Like many things in the country, the Greek way of delivering broadcast news takes some getting used to – especially if, like me, you’ve been raised on a diet of BBC’s Radio 4, ITN’s News at Ten or (on particularly daring days) Channel 4 News.

Greek news broadcasts are an entirely different beast. Though the main channels aspire to the standards set by Auntie Beeb, CNN, even Al Jazeera, with fancy opening titles, dramatic music and somber-faced anchormen, they don’t quite deliver.

For domestic news, especially politics, the main order of the day – every day – is shouting. Loudly, insistently and without a care for whether viewers can actually make any sense of what they’re watching. In a news technique particularly loved by the country’s private TV channels, a panel of guests are invited to (ahem) ‘debate’ the issues of the day, with each talking head shown on screen in a separate ‘parathyraki’ (little window). Perhaps it harks back to the days when the news of the day was passed from window to window in the villages that many Greeks still consider their ancestral home.

In reality, guests will probably be seated around the same table in the studio, but on screen we see each one in their own little box. And even before newsreader finishes their intro, we know that that three or four of squares will spend much of the following debate staring blankly out at us, saying nothing but looking increasingly frustrated and taking sneaky peeks at their watches, while the two most vocal – or extreme – members of the panel with go at it hammer and tongs. Most times, it’s little more than a formalised slanging match, a legitimised form of a schoolyard brawl (quite literally in a recent case), that viewers can justify watching in the name of staying abreast of the news of the day.

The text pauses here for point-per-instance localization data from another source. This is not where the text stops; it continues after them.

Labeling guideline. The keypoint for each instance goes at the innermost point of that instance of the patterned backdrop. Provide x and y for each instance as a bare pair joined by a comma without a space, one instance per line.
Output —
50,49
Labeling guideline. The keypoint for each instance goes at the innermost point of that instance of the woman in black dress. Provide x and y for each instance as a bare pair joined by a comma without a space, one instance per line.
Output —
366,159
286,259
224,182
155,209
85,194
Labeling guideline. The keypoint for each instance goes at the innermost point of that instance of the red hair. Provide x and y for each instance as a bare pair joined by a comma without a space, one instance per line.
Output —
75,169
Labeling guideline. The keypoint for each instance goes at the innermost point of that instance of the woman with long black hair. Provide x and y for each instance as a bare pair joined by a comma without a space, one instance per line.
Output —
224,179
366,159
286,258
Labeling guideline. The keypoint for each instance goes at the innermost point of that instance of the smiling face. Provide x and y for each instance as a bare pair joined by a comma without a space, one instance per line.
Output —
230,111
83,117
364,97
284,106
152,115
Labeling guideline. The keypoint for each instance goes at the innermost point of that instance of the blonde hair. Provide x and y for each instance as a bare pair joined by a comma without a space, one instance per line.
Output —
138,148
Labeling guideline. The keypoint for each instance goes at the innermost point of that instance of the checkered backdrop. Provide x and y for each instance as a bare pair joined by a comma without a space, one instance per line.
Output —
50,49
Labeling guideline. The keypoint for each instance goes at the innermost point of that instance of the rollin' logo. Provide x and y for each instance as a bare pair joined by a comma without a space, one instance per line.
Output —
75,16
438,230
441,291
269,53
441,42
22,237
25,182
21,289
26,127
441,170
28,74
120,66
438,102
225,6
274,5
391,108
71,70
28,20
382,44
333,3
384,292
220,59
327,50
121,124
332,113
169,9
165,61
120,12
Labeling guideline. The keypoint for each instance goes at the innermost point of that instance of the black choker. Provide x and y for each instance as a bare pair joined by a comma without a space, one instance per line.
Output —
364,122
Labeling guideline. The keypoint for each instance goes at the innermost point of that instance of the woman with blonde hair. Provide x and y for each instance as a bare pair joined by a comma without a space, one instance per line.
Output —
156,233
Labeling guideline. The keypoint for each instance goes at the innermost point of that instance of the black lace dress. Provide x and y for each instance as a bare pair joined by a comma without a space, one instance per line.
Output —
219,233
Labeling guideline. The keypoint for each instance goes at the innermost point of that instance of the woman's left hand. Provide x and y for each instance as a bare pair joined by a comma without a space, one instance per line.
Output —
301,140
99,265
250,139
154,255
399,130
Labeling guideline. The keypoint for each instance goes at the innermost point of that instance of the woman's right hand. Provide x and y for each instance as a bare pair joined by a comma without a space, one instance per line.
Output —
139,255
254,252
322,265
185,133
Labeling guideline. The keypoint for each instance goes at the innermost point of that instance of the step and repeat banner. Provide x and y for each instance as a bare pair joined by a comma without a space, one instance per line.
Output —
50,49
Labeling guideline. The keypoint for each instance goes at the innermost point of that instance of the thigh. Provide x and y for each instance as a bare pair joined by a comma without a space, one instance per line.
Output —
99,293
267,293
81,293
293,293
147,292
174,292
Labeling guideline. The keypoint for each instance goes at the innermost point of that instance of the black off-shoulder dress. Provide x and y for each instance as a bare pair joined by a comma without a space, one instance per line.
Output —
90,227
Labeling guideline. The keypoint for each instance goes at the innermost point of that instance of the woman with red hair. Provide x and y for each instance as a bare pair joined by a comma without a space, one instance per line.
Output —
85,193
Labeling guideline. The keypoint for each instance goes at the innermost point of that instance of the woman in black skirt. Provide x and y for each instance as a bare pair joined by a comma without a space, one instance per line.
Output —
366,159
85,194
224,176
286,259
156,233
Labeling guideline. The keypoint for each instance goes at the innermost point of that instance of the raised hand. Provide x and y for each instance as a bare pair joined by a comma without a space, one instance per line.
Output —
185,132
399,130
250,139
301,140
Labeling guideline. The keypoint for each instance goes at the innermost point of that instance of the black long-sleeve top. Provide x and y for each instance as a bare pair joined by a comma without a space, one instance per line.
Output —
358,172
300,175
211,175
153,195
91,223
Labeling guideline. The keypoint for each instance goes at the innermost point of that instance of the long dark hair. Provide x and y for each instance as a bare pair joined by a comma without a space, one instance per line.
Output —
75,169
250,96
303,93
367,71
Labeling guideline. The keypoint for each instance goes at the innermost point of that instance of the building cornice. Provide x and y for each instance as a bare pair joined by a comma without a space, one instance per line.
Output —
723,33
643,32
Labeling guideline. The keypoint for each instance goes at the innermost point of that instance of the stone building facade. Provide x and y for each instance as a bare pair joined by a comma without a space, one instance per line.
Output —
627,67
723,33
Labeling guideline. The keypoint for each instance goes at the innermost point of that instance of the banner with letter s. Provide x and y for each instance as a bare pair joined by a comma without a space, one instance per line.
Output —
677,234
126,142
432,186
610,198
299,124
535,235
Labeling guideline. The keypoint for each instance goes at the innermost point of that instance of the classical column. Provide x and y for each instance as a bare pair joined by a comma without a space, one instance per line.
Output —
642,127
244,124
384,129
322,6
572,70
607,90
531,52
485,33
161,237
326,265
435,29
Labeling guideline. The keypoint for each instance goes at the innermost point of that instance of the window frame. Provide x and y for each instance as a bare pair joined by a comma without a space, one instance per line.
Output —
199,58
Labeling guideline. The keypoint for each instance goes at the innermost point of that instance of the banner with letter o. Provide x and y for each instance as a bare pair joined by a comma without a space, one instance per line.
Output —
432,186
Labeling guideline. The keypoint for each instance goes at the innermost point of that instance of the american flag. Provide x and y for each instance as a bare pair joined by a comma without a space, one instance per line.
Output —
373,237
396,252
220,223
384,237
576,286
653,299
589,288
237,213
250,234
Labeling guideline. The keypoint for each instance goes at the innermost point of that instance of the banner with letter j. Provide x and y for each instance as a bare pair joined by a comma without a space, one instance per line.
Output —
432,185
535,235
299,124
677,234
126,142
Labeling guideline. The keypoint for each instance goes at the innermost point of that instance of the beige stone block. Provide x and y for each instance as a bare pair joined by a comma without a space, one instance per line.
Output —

Almost everyone complains about the news programmes, whether it be for their sensationalism, political bias or obsession with plunging necklines for female newscasters. But the older generation, a highly-politicised group who built their lives against a backdrop of post-WW2 hardship, civil war, military dictatorship, the return of democracy and a period of prosperity before the current storm, stay loyal.

Not so, however, their children and grandchildren. They have grown up with, or been born into, the digital age. More and more, the theme tune of the morning, midday, early evening, mid evening and late night news is their cue to switch off, change channel or head out of the room for a toilet break. It’s not that they don’t want to be informed – though many would love to be able to simply turn a blind eye to the daily diet of doom and gloom – they just don’t trust the TV to deliver anymore.

Civilian journalism is on the rise. Countless blogs and portals have sprung up to keep the citizens of Greece – and beyond – abreast of what’s going on, and what’s not, in the country. Some are reliable. Others little more than rumour-mills. Some are highly professional. Others would make a fifth grade school project look good. Some strive to maintain balance. Others have a clear (or worse, hidden) political axe to grind. Here, as elsewhere, the extreme open access nature of the www is both its blessing and its curse.

Since I first arrived in Athens 23 years ago, the news landscape has changed beyond recognition. Then, TV was a stark choice of what was on the menu of the state-sponsored broadcaster, ERT. Today, myriads of private channels vie for the attention of your living room, and more and more people go online for their updates.

Babble is the order of the day, even in the idyllic Greek countryside. Most humble country retreats are equipped with antennas, so even when sipping your frappe over a game of backgammon on a balcony with a view of the Aegean, there’s always a timely reminder of the impending doom to compete with the shimmering summer heat and incessant cicadas.